- À Austin (Texas), les actionnaires de Tesla ont approuvé jeudi 6 novembre, à plus de 75 %, le nouveau plan de rémunération d’Elon Musk.
- Ce dispositif sur dix ans, découpé en douze tranches d’objectifs financiers et opérationnels, pourrait faire grimper sa rémunération potentielle au-delà de 1 000 milliards de dollars.
Dans un climat électrique fait de manifestations, de campagnes d’influence et d’arguments opposés sur la gouvernance, Tesla a obtenu le feu vert de ses actionnaires pour un « pay package » XXL. Le groupe martèle que « trois résolutions sont cruciales pour l’avenir de Tesla », tandis que ses soutiens saluent un dirigeant « visionnaire » et que ses critiques dénoncent des objectifs « vagues » et un conseil « non-indépendant ».
Un plan en 12 tranches, des seuils hors norme
Le nouveau plan de rémunération s’étale sur dix ans et repose sur douze paliers déclenchant, dans certaines conditions, l’attribution d’actions à Elon Musk. La tranche finale fixe notamment l’atteinte d’une capitalisation boursière de 8 500 milliards de dollars — contre « à peine plus de 1 000 milliards lors de l’annonce le 5 septembre » — ou la vente de 20 millions de véhicules. Pour mémoire, Tesla annonçait en juin la production de son huit millionième véhicule.
« Tesla n’est pas dirigé par un patron ordinaire. Elon est un visionnaire (…) qui a accompli des révolutions industrielles et des transformations réussies de nombreuses entreprises pionnières à plusieurs milliards de dollars », affirme le groupe.

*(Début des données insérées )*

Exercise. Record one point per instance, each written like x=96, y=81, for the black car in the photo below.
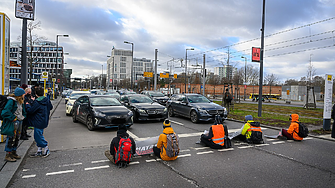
x=101, y=111
x=144, y=108
x=158, y=97
x=194, y=106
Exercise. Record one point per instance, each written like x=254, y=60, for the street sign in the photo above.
x=148, y=74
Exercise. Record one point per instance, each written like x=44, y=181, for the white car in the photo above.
x=73, y=97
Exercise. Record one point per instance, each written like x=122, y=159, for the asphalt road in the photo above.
x=77, y=160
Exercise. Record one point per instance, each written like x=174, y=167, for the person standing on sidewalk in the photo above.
x=39, y=112
x=13, y=114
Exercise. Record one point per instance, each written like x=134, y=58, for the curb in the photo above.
x=277, y=128
x=9, y=169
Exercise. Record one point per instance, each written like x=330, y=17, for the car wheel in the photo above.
x=194, y=117
x=170, y=110
x=74, y=119
x=89, y=123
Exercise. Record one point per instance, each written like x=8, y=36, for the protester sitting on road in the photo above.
x=114, y=146
x=215, y=138
x=13, y=114
x=168, y=143
x=39, y=112
x=293, y=130
x=250, y=132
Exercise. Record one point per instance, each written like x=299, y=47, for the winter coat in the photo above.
x=115, y=142
x=39, y=112
x=294, y=127
x=8, y=113
x=162, y=143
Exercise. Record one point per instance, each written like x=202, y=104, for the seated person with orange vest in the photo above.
x=292, y=132
x=215, y=137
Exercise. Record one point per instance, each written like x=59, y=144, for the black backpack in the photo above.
x=303, y=130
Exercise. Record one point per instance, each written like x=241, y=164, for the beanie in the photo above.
x=18, y=92
x=248, y=117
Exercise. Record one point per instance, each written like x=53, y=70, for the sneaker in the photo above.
x=37, y=154
x=46, y=154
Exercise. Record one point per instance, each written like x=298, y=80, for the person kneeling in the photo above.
x=122, y=148
x=168, y=143
x=216, y=136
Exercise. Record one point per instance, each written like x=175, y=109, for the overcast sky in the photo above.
x=171, y=26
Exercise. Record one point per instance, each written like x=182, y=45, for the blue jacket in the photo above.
x=39, y=112
x=8, y=113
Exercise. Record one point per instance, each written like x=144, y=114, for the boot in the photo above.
x=15, y=155
x=8, y=158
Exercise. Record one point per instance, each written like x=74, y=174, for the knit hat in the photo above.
x=18, y=92
x=248, y=117
x=166, y=123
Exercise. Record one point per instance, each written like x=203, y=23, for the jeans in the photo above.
x=13, y=141
x=39, y=138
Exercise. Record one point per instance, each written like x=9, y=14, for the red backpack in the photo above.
x=124, y=152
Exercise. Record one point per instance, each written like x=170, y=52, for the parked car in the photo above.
x=157, y=97
x=73, y=97
x=194, y=106
x=144, y=108
x=97, y=111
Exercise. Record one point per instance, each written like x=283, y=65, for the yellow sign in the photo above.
x=147, y=74
x=164, y=75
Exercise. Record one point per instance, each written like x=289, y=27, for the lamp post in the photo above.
x=186, y=75
x=132, y=61
x=57, y=55
x=245, y=76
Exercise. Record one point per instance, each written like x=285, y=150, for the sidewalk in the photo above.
x=8, y=169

S’il coche toutes les cases dans les délais impartis, Elon Musk pourrait recevoir jusqu’à 12 % du capital actuel supplémentaire. Au 12 septembre, il détenait environ 12,4 % du capital via un trust (413 millions d’actions) et a reçu 96 millions d’actions en août au titre du plan 2018, retoqué deux fois en justice puis soumis une troisième fois au vote. Déjà l’homme le plus riche du monde avec un patrimoine estimé mercredi à 500 milliards de dollars, il pourrait alors détenir entre 25 % et 29 % de Tesla.

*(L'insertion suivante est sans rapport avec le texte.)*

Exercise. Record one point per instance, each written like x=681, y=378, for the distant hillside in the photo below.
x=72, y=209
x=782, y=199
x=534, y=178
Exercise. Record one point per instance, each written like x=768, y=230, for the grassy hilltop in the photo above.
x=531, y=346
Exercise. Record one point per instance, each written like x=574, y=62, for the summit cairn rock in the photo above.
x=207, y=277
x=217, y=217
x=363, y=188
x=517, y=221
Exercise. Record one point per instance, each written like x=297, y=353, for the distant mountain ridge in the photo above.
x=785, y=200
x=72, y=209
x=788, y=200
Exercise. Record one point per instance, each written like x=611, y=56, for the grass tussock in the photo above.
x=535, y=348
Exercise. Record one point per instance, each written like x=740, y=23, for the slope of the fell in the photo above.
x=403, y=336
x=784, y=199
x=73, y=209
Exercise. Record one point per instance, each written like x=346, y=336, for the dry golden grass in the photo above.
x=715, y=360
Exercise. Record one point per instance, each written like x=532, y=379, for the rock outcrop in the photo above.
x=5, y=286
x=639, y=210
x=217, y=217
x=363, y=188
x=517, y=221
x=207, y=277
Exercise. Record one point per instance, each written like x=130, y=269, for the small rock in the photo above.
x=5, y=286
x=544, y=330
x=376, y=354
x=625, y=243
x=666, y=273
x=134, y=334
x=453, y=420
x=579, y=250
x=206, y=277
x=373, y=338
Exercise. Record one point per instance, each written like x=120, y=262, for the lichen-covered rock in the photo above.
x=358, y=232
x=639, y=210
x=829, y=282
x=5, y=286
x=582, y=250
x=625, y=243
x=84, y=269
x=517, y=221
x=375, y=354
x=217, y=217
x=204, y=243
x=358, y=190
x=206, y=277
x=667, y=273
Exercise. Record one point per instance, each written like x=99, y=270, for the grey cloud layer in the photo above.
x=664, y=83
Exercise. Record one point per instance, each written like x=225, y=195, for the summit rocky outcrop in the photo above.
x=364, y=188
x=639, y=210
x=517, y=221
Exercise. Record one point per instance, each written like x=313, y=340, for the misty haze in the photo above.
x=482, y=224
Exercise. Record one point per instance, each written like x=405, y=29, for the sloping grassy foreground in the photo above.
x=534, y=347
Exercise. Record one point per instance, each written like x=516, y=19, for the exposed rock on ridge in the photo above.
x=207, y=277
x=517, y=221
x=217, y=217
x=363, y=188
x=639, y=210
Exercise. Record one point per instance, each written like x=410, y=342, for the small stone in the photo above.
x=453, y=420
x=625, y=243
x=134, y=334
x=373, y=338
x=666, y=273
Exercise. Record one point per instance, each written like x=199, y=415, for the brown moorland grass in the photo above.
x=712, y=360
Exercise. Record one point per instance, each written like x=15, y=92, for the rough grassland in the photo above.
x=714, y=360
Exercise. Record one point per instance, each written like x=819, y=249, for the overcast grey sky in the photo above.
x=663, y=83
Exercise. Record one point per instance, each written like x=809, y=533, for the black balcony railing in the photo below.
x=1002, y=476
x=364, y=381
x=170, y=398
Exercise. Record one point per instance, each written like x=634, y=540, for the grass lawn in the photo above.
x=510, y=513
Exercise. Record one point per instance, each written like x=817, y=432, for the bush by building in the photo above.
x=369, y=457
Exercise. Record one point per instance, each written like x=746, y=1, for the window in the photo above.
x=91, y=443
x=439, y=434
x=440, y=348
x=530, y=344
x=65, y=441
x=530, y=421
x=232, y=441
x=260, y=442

La bataille d’influence a duré jusqu’au dernier moment. Partisans et opposants ont tenté de rallier des voix, tandis qu’une manifestation anti-Musk s’est tenue mercredi à Austin, devant le Parlement du Texas. Dans ses communications, le constructeur a insisté :
« Trois résolutions sont cruciales pour l’avenir de Tesla », martèle-t-il, relayé par Elon Musk à chaque opportunité et par Robyn Denholm, présidente du conseil d’administration.
Gouvernance en question : objectifs « vagues » et risques de réputation
Le cabinet de conseil aux actionnaires ISS déplore des objectifs « manquant de précisions ». Dans une lettre conjointe, des trésoriers de plusieurs États dénoncent des objectifs « vagues, manquant d’ambition et dépendants grandement de l’appréciation d’un conseil d’administration non-indépendant ».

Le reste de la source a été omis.